Jonny made a big burn pile today, so most of my kids are smudge faced and filthy right now.  They wrapped apples and carrots in foil and roasted them.  I know they ate the apples, not sure about the carrots.  We burned some crazy things like an old bed and piano bench.  We are doing a major overhaul right now, time to let lots of things go.  Jonny has his workshop emptied out in the yard, and it looks like a tornado hit.  We must look a little destitute because a neighbor’s relative whom we go to church with, called our church office and reported that we were in dire straits: no electricity, no heat, not enough to eat.  Crazytown.  I think I got that cleared up.  We’re just messy country folks, with a lot of (smudge-faced) kids running around, but thankfully we aren’t going hungry and the electricity is on (and has been).  I asked Jonny if maybe he might be able to hurry some of these messy projects along.  I doubt it!  And, people will talk, they always have, always will.  No harm done.

I put out some advent things, and then promptly put them back away.  Job and Silas are at a destructive age!  The nativity is on the mantle and it will stay, even though it’s been rearranged multiple times.  I am happy for the kids to play with it, and that is why we have a wooden one, but when they start chewing them, that is a problem.  The kittens are into all sorts of trouble, and I am sure they are going to love the Christmas tree.  I’m kind of giving up on making much pretty this year.  And I don’t feel too sad about that.  (Seth is reading over my shoulder, and pointing out that just last night I said that I was sad that I can’t make anything pretty.  Okay, he’s right.  But I came to terms with things over the past 24 hours.)  This is life with children and animals.  It’s good.

I am feeling motivated to set up some little Montessori practical life activities for Job, now I need to clean out our art cabinet to make room.  That cabinet always needs cleaning out!

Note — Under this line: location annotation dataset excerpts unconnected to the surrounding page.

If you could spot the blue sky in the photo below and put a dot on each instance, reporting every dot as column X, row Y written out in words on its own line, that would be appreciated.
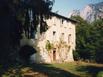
column 65, row 6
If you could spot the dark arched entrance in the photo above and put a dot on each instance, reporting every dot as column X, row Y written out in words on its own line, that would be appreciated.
column 26, row 51
column 54, row 54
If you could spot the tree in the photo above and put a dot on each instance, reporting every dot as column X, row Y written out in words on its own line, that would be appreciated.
column 84, row 47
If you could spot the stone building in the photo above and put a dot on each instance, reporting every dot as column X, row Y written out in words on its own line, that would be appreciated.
column 57, row 43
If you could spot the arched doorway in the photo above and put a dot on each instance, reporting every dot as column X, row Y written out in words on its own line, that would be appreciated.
column 26, row 51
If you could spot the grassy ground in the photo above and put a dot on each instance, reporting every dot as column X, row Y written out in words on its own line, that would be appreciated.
column 74, row 69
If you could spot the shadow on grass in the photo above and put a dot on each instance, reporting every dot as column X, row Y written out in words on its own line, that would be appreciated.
column 46, row 70
column 90, row 69
column 51, row 71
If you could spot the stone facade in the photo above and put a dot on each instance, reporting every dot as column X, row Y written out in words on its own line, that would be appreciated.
column 58, row 42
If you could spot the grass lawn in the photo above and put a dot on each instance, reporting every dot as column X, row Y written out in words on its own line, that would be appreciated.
column 74, row 69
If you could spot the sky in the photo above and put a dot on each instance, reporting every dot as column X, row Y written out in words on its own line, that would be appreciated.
column 63, row 7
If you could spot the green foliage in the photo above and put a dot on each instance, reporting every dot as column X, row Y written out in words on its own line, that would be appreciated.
column 89, row 39
column 48, row 46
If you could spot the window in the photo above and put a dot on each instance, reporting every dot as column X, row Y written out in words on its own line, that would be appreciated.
column 62, row 34
column 54, row 32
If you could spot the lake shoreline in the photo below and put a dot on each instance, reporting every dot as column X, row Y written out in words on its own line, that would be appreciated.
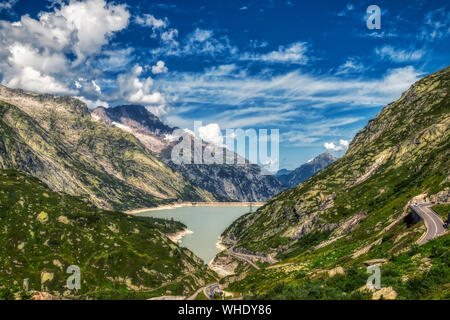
column 178, row 236
column 195, row 204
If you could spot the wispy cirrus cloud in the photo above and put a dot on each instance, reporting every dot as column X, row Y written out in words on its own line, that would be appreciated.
column 295, row 53
column 399, row 55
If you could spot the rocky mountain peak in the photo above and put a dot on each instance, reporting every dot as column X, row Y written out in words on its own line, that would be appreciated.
column 136, row 117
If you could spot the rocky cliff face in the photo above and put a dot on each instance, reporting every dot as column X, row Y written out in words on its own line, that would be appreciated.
column 403, row 152
column 56, row 140
column 226, row 182
column 306, row 170
column 351, row 214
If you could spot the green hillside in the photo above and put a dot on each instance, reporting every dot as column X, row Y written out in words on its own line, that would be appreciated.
column 353, row 211
column 120, row 256
column 57, row 141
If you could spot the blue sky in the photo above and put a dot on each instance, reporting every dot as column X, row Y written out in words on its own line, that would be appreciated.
column 311, row 69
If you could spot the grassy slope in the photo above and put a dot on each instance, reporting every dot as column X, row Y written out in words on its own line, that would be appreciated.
column 56, row 140
column 120, row 256
column 411, row 136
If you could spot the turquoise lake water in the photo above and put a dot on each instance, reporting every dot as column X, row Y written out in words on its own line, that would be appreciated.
column 206, row 223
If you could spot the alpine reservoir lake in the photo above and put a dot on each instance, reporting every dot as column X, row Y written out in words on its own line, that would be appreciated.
column 206, row 223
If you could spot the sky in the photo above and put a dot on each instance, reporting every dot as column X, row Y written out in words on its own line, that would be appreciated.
column 311, row 69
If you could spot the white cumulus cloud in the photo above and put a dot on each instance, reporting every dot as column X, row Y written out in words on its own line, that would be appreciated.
column 160, row 67
column 343, row 145
column 138, row 90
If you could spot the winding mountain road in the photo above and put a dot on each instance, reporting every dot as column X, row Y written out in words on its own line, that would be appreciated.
column 433, row 222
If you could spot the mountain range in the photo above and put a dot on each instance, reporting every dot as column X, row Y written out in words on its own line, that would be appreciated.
column 291, row 178
column 226, row 182
column 353, row 214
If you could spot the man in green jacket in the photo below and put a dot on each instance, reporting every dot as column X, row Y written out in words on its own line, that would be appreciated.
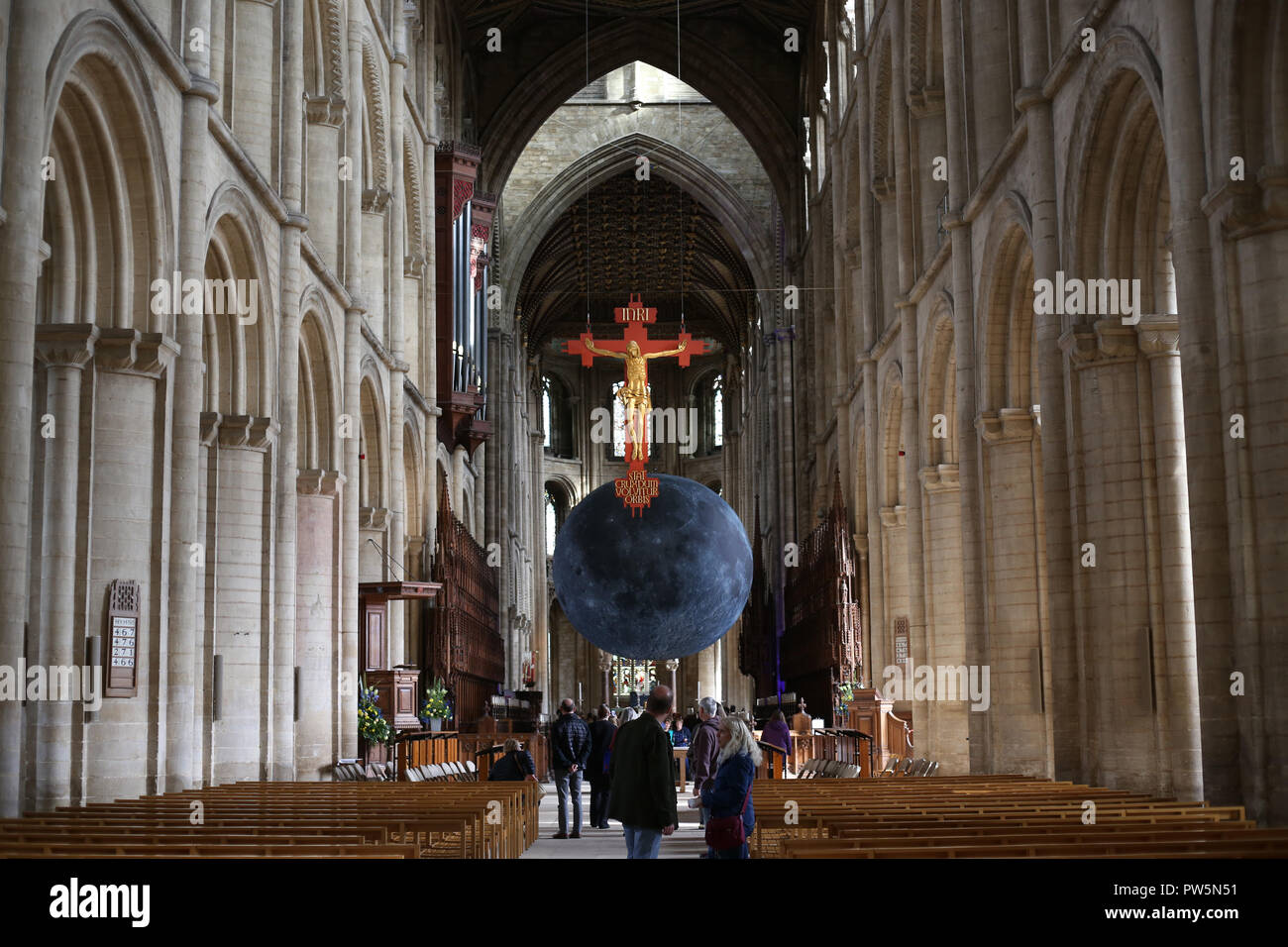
column 639, row 770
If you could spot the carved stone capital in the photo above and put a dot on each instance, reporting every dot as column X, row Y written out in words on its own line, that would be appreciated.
column 1159, row 335
column 246, row 432
column 1008, row 425
column 1104, row 343
column 373, row 518
column 65, row 346
column 375, row 200
column 894, row 517
column 939, row 479
column 318, row 482
column 130, row 352
column 325, row 110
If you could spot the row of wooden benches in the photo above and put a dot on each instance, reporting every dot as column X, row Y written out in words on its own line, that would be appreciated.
column 443, row 772
column 995, row 817
column 290, row 819
column 911, row 767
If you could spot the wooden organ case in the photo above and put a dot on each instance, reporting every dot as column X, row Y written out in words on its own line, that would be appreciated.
column 463, row 644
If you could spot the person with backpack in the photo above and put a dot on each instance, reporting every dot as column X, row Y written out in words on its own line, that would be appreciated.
column 728, row 795
column 570, row 751
column 514, row 766
column 596, row 768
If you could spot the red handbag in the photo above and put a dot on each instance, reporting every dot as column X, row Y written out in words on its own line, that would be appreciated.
column 728, row 831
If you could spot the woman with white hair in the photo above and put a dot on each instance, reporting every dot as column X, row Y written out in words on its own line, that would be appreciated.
column 728, row 795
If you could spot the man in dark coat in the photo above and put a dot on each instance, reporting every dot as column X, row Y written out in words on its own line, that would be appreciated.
column 600, row 737
column 706, row 748
column 643, row 796
column 570, row 750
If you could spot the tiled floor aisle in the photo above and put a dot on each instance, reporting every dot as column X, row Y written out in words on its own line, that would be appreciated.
column 608, row 843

Today I got out pin punching for the first time in ages, and it was a hit.  Then they were back outside, where it’s actually a little chilly today.  The forsythia is blooming, and today on the way home from a friend’s farm (those are her white goats) we saw ornamental cherry(?) trees in full bloom!

Jonny is reading Adventures in Yarn Farming in the evenings, and last night he made me laugh when he matter-of-factly said, “I just skip over the knitting patterns.”  He is getting a little sheep crazy, I’m afraid.  I’m not ready for sheep.

One of you asked somewhere recently, maybe on my book list post, my thoughts on graphic novels for reluctant readers.  I didn’t reply straight away, thinking that I ought to do a post about that.  But I can sum up my thoughts pretty quickly.  I started purchasing graphic novels for my boys a couple of years ago, mainly Tintin, after they discovered them at a friend’s house and loved them.  One of my older boys was a very reluctant reader at the time, struggling and just not motivated.  But he would read Tintin!  He still picks up graphic novels from time to time, and we have bought some others over the years, but he mainly reads regular chapter books now.  He read The Chronicles of Narnia over the summer and is always up too late reading.  I used to have to assign books.  Not anymore!  So my feeling is that if you have a child who is having a hard time with reading, but is interested in graphic novels, they are worth a try.  They probably won’t ruin your kid’s potential for reading regular books later, but may actually help them reach that place.  That was definitely my experience.

Okay!  I think those are the scattered thoughts I wanted to share.  I hope you all have a great weekend!

(The cross stitch above is one I’ve been working on for too long.  It’s from this book.)